Business

NY exec fearful of adding jobs

If City Hall wants to bring down the Big Apple’s 8.5 percent unemployment rate, it’s going to have to convince small-business owners like Alan Bain the new jobs he wants to create won’t cost him money.

Bain owns World-Wide Business Centres in Midtown and would like to hire two full-time employees — an entry-level worker and a high-level marketer — but feels the added payroll could result in lower profits because of costs.

“If the question is, would I like to hire, the answer is yes,” Bain told The Post. “But am I going to hire? That’s a different matter.”

The small-business owner with a payroll of 20 said his utility bills are up roughly 20 percent in the past five years and that real-estate taxes have shot up by as much as 30 percent in the same period.

“Employers are very gun-shy about taking on fixed obligations,” he said. “That is why temporary employment has taken off. Employers don’t have to make the same commitments to part-time employees.”

His company provides office suites and facilities to small businesses.

Bain said he’s busy today but he has decided to work his current staff harder instead of adding jobs.

The executive is not alone. A recent Capital One survey of small-business owners in Gotham found only 27 percent had plans to hire within six months. That’s just a tad better than 12 months earlier, and worse than in 2011, when nearly one in three said they had plans to hire.
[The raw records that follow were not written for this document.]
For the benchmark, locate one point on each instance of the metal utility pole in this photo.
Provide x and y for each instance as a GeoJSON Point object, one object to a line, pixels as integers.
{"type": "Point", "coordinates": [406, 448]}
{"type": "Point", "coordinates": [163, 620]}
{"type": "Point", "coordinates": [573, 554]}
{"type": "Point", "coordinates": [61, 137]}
While there are signs of some improvement in the local and national economies (US unemployment has fallen to 7 percent and the markets hit record highs last year), small businesses like Bain’s 46-year-old firm still stop shy of pulling the trigger when it comes to hiring.
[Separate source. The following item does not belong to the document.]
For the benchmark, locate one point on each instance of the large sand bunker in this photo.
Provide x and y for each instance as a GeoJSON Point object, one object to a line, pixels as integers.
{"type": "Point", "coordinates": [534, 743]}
It might help explain why New York City’s seasonally adjusted unemployment rate stood at 8.5 percent in November. That’s down from nearly 9 percent a year ago, but still a lot higher than the US rate.
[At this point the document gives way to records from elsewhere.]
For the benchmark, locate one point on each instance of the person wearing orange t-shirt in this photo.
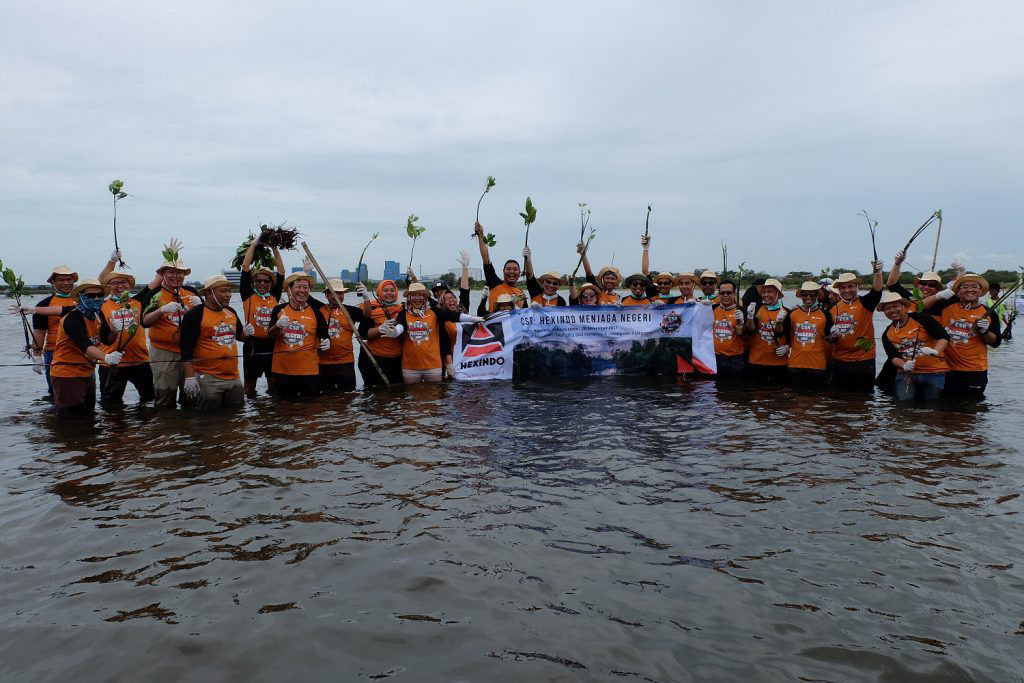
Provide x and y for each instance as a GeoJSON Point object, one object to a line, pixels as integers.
{"type": "Point", "coordinates": [807, 327]}
{"type": "Point", "coordinates": [77, 349]}
{"type": "Point", "coordinates": [378, 329]}
{"type": "Point", "coordinates": [162, 311]}
{"type": "Point", "coordinates": [337, 364]}
{"type": "Point", "coordinates": [209, 348]}
{"type": "Point", "coordinates": [727, 330]}
{"type": "Point", "coordinates": [914, 344]}
{"type": "Point", "coordinates": [499, 286]}
{"type": "Point", "coordinates": [972, 328]}
{"type": "Point", "coordinates": [853, 331]}
{"type": "Point", "coordinates": [299, 332]}
{"type": "Point", "coordinates": [767, 361]}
Philip Noftsinger, president of CBIZ Payroll, a nationwide provider of payroll services, said his small-business clients in New York complain about local red tape and the high cost of doing business.

Lorenzo Vascotto, managing partner at VVA Project Managers and Consultants, a 30-person real-estate consulting business with offices in New York, said his customers are looking for more advice and more professional time — but these same customers don’t want to pay more for it.

This is hurting the company’s profit margins, he said, and keeps him from hiring.

“Before, if we had to carry a few people it didn’t matter — now it does,” Bain added. “We are making investments into the future by opening new offices, but we are being cautious about this.”